(Updating to add detail)
BEIJING, March 14 (Reuters) - China’s coal output fell 1.7 percent in the first two months of the year, even after Beijing urged miners to ramp up output to replenish supplies during the cold winter months, reversing tough measures to cut the country’s reliance on fossil fuels.
Miners produced 506.78 million tonnes of coal in January and February, the National Bureau of Statistics said. That compares with 513.5 million tonnes in the first two months of 2016 and 546.5 million tonnes in 2015.
The Statistics Bureau provided information for January and February together to smooth the impact of the Lunar New Year holiday, and did not give a separate monthly breakdown.
In November, the government lifted a limit on the number of days thermal coal miners can operate each year, in a bid to meet surging demand from utilities during the months-long winter heating season.
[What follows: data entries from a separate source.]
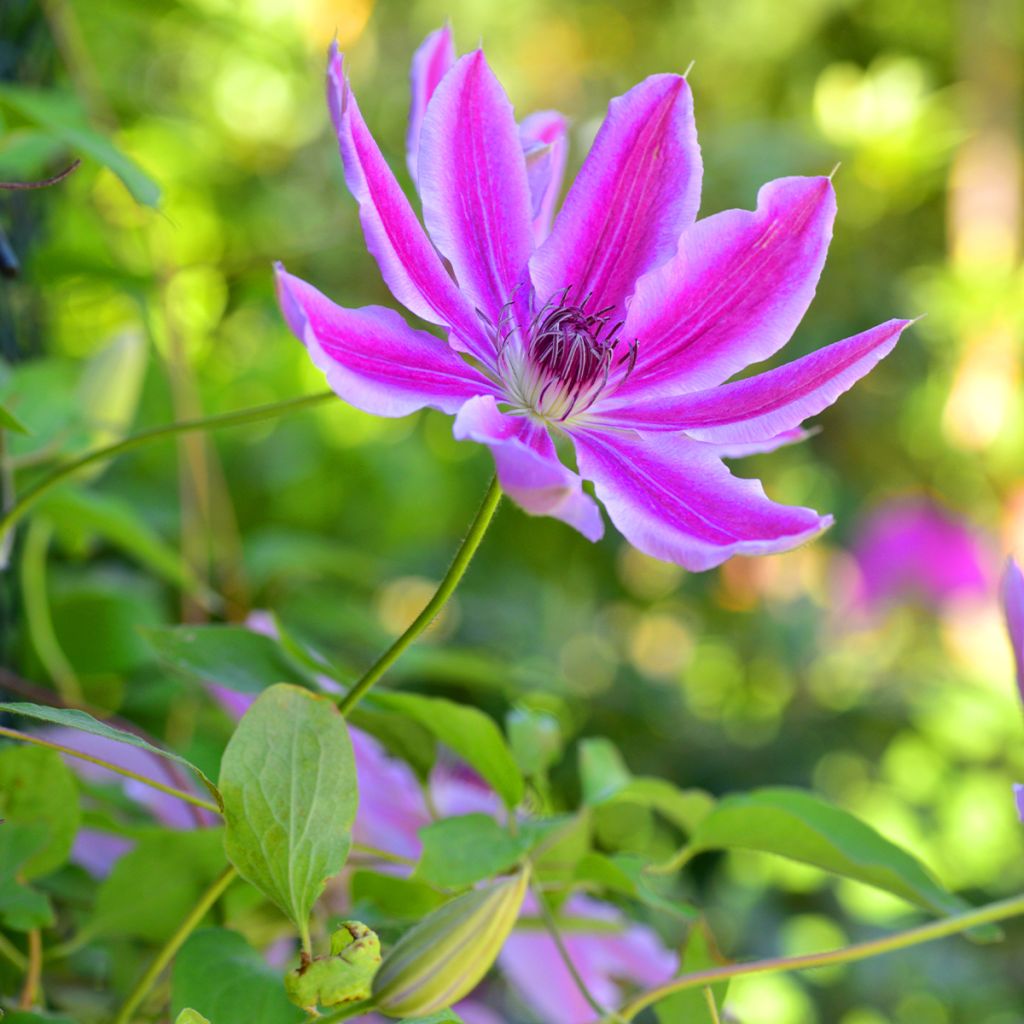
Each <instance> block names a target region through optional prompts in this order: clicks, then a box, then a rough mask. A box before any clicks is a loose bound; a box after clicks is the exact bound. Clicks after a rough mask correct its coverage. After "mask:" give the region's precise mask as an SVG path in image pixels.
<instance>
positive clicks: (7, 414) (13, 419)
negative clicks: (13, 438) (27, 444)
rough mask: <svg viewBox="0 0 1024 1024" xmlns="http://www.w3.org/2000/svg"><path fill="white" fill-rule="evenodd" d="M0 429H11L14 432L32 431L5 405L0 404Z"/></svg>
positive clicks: (18, 433) (8, 429) (29, 431)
Major coal miners have since been pushing for Beijing to reinstate the limits on output after the key winter heating season due to weakening demand and growing supply.
The country’s state planner signaled last week that it will not introduce such drastic measures this year, chastened by last year’s wild markets.
Even so, Beijing continues to crack down on the country’s inefficient and ageing excess mining capacity. The world’s top coal consumer has vowed to cut more than 150 million tonnes of excess capacity this year.